Hacker News new | ask | show | jobs
by euske 2396 days ago
I mean, awesome for whom? It might be awesome for end users as you can type in or copy/paste things without caring which language you're using. But for programmers, Unicode is a bloated monstrosity and a source of endless nightmare. Eventually, it's not going to be awesome for end users either because it will be plagued by a lot of (subtle) inconsistencies. Unicode looks a lot like a leaky abstraction to me (because of poor foresight), and it's getting worse each year.
5 comments

If you think Unicode is a "bloated monstrosity and a source of endless nightmare," what would you remove from Unicode?

And if you're going to respond "emoji", I'll point out that removing emoji doesn't actually remove anything that makes text processing with Unicode difficult, just makes it more likely that people will assume that what works for English works for everybody.

(Side note: it is not possible to accurately represent modern English text solely with ASCII, as English does contain several words with accented characters, such as façade and résumé).

How about removing variation selectors?
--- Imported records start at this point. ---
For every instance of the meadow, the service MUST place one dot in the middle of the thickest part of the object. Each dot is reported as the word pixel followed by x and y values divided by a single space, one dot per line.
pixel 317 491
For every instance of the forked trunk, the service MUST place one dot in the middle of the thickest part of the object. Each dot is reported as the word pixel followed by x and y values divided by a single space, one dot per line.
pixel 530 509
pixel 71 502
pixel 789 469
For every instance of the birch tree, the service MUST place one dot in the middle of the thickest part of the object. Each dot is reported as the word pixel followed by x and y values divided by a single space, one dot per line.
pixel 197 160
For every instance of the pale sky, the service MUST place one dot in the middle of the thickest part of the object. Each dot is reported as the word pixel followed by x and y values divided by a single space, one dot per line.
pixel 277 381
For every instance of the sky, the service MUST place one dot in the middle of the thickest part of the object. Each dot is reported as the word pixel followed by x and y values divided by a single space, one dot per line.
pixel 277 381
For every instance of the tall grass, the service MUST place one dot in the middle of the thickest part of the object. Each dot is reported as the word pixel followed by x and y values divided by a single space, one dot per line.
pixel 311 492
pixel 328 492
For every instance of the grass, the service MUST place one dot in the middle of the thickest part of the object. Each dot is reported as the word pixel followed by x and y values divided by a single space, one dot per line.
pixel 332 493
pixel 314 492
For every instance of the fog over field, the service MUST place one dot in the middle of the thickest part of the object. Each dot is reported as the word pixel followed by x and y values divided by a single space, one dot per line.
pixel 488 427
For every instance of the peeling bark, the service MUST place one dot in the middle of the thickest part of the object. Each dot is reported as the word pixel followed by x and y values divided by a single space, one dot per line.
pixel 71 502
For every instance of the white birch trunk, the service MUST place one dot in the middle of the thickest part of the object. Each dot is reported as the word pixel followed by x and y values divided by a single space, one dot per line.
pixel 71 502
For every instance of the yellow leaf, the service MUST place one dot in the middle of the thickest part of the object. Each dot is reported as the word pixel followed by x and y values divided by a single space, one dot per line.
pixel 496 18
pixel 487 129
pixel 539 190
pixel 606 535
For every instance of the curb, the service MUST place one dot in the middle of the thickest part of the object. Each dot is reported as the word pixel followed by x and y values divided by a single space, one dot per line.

For example it's possible to turn an emoji back into text by appending a code point!

They are very painful to implement and most don't get it right.

See https://twitter.com/ridiculous_fish/status/10894210337932369...

Unicode doesn't solve the underlying complexity of human languages, as you noted. I think the main contribution of Unicode Consortium is that they brought all the nitty-gritty problems of human languages into one central repository and made them visible to everyone. That itself is an awesome effort, and I personally had a lot of benefit from it (my native language is Japanese). But that doesn't make Unicode as a standard "awesome". Maybe we should be thankful for how messy it is? That's more or less a view that I can agree with.
‘Remove’ is too strong, since Unicode is entrenched. But there are things that should have been done differently. For instance, combining characters and operators should have been placed before the base character rather than after, so that (a) it would be possible to know when you've reached the end of a character^W glyph^W grapheme cluster without reading ahead, and (b) dead keys would be identical to the corresponding characters.

> façade and résumé

ASCII (1967) allowed for them: c BS , or , BS c ↦ ç and e BS ' or ' BS e ↦ é. Encoding ç as 63 CC A7 is not manifestly better than encoding it as 63 08 2C.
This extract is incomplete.